Bu bütçeyle hem büyüme hem enflasyon hedefi zor tutar
2006 yılı bütçesi ve makro büyüklükleri aşağı yukarı belli oldu. Bütçeyle ilgili sınırlı açıklamalardan bazı çıkarımlar yapmak mümkün. * 2006 bütçesinin en önemli özelliği, uzun yıllardan sonra ilk kez bütçe açığının yüzde 2.5 hedeflenmesidir. Bu oran 1985'ten bu yana en iyi bütçe performansı rakamadır. Bitişikteki grafikte de görülebileceği gibi, 1985'te yüzde 2.2'den sonra açıklar hep yüzde 2.5'in üzerinde oluşmuş. * Yine bitişik toblodan izlenebileceği gibi, bütçe açıkları asıl 1990'lı yıllarda koalisyon hükümetleri dönemlerinde kontrolden çıkmış ve sürdürülemeyecek boyutlara gelmiş. * Bu yıl ise bütçe açığının GSMH'nın yüzde 3'üne düşmesi bekleniyor. Gelecek yılki hedef yüzde 2.5'e inmek. Dolayısıyla bütçe açığı açısından AB kriterini tutturmuş oluyoruz. Hatta beklenen iyi gidiş devam ederse 2007 ve 2008 bütçelerinin, özelleştirme gelirleri ile denk olması da mümkün. Eğer hükümet de böyle istiyorsa, bu konuda kararlıysa ve seçim ekonomisi uygulaması yapmayacaksa. Çünkü, normal seçim dönemi zaten 2007'de geliyor. Belki 2006'ya bile çekilebilir seçimler, * 2006 bütçesinin yüzde 2.5 açıkla bitmesi, dünyadaki olumlu konjonktürün sürmesine ve dolayısıyla Türkiye'ye sermaye girişinin devam etmesine, döviz kurlarının kontrol altında bir seyir izlemesine, faiz oranlarının düşüşünü sürdürmesine bağlı. Çünkü bütçede asıl tasarruf 10 milyar lira ile faiz ödemelerinden kaynaklanıyor. Bu tasarrufun sağlanabilmesi için Hazine borçlanma faizlerinin ki, bu yılın dokuz ayında yüzde 17.4 civarında gerçekleşti, gelecek yıl birkaç puan daha aşağıya inmesi gerekir. Bunun yanında iç borçlanmalarda vadenin uzamaya devam etmesi, 2006 yılında ödenecek faiz miktarını azaltabilir.

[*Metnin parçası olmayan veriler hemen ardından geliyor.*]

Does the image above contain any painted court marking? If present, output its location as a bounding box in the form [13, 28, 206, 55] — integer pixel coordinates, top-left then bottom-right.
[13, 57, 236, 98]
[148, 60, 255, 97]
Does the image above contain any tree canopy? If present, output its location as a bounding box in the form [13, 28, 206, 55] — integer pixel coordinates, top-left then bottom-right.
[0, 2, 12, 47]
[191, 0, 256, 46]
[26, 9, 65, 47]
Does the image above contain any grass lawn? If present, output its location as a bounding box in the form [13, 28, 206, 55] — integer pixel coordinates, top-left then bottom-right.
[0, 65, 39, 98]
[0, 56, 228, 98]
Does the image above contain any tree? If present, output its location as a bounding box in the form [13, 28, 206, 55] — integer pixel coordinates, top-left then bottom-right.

* Son 20 yıldan bu yana en iddialı bütçenin yüzde 2.5 açıkla sonuçlanabilmesi, vergi gelirlerinin yüzde 23 artırılmasına bağlı. Enflasyonun yüzde 5 olarak hedeflendiği bir yılda bu ciddi bir artış. Dolaylı vergilerde böyle artışlar soz konusu olacak. Ancak bu vergi artışı enflasyon hedefini tutturmayı zorlaştırıcı bir etkiye sahip.
* Faizden sağlanan 10 milyar lira tasarrufun yaklaşık yarısı yatırım artışına gidiyor. Bu da 2006'da kamunun büyümeye katkısının artacağına işaret. Bu açıdan yüzde 5'lik büyüme hedefi tutturulabilir. Ancak toplam talep büyüyeceğinden yine enflasyon hedefini turturma zorlaşacak.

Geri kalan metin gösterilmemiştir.